Even before President Trump’s tariff chaos, buyout firms had been struggling to sell their portfolio companies and return money to anxious investors. Now recession fears and market turmoil have brought dealmaking to a near standstill.
Shares of Apollo Global Management, Blackstone, KKR, and other private-equity fund managers are down 20% or more this year, far worse than the S&P 500’s sharp losses.
The longer the deal logjam lasts, the harder it will be for firms to hand money back to clients such as pensions and endowments. The amount of unrealized value the funds owe their investors has hit record levels, according to an analysis by credit-ratings firm Moody’s Ratings. That makes it tougher for the firms to raise new funds.
“We aren’t even in a recession now, and we’re already at a point where things are incredibly challenging,” said Hugh MacArthur, chairman for private equity at Bain & Co.
Firms are sitting on a record 29,000 companies worth $3.6 trillion, half of which they have owned for five years or more, he said. Clients are becoming less willing to make new investments and buyout fundraising dropped by almost 25% last year, he said.
Even Blackstone is feeling the pain. The private-equity giant, which reported first-quarter earnings Thursday, said market volatility might lead North American institutional investors to “slow down decision-making” about allocating money due to expectations of lower payouts. The firm has other fast-growing businesses including private lending and private wealth.”
This “logjam” perpetuates a negative feedback loop… whereby no future deal flow gets done until these companies exit. No deal flow. No price discovery. Complete freeze.
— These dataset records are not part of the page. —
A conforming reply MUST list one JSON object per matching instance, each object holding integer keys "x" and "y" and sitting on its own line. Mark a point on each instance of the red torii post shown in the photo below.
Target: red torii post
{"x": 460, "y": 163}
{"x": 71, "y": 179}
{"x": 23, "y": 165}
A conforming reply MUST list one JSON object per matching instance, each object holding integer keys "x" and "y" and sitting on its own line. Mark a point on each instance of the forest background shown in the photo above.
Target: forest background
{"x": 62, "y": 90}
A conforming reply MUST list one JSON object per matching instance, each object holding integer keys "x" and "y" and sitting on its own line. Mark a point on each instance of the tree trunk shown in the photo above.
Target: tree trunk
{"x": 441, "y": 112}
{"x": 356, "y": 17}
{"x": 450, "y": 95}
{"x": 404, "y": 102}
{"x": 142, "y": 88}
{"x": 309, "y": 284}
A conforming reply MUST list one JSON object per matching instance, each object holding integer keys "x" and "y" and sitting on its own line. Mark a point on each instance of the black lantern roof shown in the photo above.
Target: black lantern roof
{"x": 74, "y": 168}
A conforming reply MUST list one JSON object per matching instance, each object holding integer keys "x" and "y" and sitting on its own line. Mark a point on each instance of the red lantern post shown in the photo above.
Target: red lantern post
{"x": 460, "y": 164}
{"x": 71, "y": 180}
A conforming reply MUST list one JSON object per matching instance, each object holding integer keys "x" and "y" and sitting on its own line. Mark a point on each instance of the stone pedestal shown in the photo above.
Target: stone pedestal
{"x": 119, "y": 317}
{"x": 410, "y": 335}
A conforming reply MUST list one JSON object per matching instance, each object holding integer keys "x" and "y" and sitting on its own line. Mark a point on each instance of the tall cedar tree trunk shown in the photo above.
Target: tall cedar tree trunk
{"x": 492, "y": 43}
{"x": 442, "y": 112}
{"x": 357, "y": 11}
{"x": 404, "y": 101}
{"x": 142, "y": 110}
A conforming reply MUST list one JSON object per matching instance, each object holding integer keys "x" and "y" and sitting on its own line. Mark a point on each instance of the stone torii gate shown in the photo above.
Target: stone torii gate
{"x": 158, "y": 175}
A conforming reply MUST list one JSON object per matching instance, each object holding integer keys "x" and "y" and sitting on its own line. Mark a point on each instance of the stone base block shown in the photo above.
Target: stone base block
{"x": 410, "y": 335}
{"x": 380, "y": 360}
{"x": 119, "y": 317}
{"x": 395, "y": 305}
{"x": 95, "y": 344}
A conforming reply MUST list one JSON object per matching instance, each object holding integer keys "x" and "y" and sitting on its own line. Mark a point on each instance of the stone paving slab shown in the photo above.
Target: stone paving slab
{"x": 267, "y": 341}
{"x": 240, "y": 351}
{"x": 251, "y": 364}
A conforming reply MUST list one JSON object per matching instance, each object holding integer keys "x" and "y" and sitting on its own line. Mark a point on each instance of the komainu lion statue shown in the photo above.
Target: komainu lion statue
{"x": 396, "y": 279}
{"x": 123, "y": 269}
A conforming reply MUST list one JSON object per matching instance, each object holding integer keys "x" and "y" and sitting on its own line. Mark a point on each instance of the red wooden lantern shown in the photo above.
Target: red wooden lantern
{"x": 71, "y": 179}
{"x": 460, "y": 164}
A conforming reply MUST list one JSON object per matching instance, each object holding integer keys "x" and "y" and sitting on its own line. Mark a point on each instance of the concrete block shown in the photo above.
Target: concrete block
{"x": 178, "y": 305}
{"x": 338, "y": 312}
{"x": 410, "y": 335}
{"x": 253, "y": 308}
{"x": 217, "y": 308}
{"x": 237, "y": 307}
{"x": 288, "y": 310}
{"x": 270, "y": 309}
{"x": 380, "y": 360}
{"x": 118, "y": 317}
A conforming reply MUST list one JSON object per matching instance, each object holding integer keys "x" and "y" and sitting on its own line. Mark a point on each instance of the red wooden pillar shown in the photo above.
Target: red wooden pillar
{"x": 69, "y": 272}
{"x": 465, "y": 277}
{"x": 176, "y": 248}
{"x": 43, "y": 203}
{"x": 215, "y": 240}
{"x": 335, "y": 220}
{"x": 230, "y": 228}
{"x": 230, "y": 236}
What’s worse, these private equity firms don’t have cash on hand to take advantage of what could be good prices.
The amount of money firms have on hand, or “dry powder,” relative to the amount they have locked up in unsold companies is at a record low, according to Moody’s.
Liquidity is everything. These firms don’t have it on the buy side or the sell side.
Not good.
2) Spotify Raises Prices… Again
Don’t worry U.S. subscribers. You were spared.
Spotify is raising prices for its European and Latin American subscribers.
Spotify’s capital expenditures have remained steady the last couple years… meaning price increases pretty much flow straight to the bottom line.
Longtime readers know Spotify has been crushing it recently due to the mea culpa by its founder and CEO Daniel Ek.
Ek decided to focus on profits instead of growth.
And, as a result, Spotify stock broke out to all-time new highs.
In fact, Spotify’s stock is up over 30% this year alone and hovering at its highs while every stock has been beaten down in this year’s bear market.
Music has shown to be “recession proof.” Spotify wouldn’t increase prices if it wasn’t confident subscribers would pay.
Digital products aren’t affected by tariffs either. Which is why its stock has outperformed.
Separately, investment bank TD Cowen showed “consumer spending on recorded music relative to overall personal consumption expenditures remains at less than half the level reached during the peaks in the 1990s, before the industry was disrupted by digital distribution.”
That’s why investors are rewarding Spotify’s stock. It should continue to outperform.
Good investing,
Lance
DISCLAIMER: This is solely our opinion based on our observations and interpretations of events. This should not be construed as personal investment advice.